# AC reservation, and no roomies? D:



## Grimfang (May 11, 2008)

tl;dr? Skip to the row of X's.

So, I have a reservation for AnthroCon. Got a room at the Doubletree.

Originally, it was the getaway for me and my then-boyfriend. Well.. that imploded. So I've found myself here with a ticket to my first furry con ever, and I'm totally alone.

Right now, there's about a 90% chance this is all going to happen. I just need to the confirmation that my boss is going to give me the ok for the time off, although we already discussed that.

XXXXXXXXXXXXXXXX

Now.. I'm curious. If I do go ahead with this, I was wondering if there is anyone who needs a place to bunk for the weekend. June 26-29.

I'm fully plan on bringing booze and just having an awesome weekend there, but it may be difficult to do all by my lonesome.

If you may be interested, let me know, and I'll give you more info within the next week once everything becomes concrete.


----------



## Serykins (May 11, 2008)

I might be interested, just let me know the details once you get them.


----------



## Jelly (May 12, 2008)

I booked my room a while ago...

...but, are you sure you want someone you don't know to stay with you? You might be able to get them to change the room for a single (I think you'd actually luck out with getting a single moreso than a double - you might even be able to book into the Omni or the Westin [less likely, but whatever]). I don't know...sometimes scary things happen at these events.


----------



## Grimfang (May 12, 2008)

Ya.. I don't know what else to do.

It's damn expensive.

OK PAUSE THREAD.

Maybe I'll look into that.
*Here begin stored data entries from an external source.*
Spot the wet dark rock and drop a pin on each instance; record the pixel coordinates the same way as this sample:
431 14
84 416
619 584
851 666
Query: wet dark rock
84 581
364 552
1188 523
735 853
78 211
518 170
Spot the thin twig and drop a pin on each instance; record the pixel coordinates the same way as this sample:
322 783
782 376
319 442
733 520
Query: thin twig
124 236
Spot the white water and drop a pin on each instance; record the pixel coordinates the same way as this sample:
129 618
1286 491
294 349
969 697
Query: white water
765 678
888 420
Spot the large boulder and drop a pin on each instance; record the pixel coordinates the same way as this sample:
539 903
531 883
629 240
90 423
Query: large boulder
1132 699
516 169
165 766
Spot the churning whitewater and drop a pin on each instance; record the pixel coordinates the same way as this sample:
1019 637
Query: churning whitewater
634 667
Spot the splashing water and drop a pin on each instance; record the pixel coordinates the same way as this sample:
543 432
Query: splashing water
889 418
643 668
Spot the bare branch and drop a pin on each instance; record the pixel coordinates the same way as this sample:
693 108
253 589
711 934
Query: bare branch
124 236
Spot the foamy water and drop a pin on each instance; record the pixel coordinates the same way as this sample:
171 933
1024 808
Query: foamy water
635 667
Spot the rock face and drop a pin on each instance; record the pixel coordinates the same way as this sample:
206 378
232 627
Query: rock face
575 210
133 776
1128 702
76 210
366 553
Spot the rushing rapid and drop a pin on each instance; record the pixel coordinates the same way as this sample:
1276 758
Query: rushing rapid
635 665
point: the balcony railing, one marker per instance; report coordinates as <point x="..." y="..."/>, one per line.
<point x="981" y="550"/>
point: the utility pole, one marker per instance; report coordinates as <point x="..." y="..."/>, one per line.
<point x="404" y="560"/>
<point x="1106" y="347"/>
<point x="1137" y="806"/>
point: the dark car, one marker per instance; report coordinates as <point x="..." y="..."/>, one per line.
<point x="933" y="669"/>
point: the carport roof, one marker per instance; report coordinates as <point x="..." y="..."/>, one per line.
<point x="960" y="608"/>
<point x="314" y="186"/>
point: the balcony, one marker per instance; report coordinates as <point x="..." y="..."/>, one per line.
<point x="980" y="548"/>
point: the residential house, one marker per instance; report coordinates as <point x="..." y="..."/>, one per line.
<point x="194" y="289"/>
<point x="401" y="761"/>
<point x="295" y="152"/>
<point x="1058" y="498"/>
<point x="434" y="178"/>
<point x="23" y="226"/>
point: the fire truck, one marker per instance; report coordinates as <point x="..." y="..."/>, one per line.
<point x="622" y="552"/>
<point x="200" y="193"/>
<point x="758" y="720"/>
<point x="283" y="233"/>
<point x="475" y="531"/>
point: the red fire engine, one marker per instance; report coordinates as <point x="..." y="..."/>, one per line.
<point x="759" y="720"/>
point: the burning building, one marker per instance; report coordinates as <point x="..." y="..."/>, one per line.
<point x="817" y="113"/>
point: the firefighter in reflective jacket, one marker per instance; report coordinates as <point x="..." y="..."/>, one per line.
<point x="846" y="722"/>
But, at the same time, I don't wanna go alone 

I might have one friend who can go, but I think she'll be preoccupied with her first real, professional job of awesomes.

I'm still able to make changes to, or cancel, the reservation, but I made a huge ass down payment and I don't want to let that go to waste.

If I get no roomy, I at least need to party some with any FA-goers who are there.


----------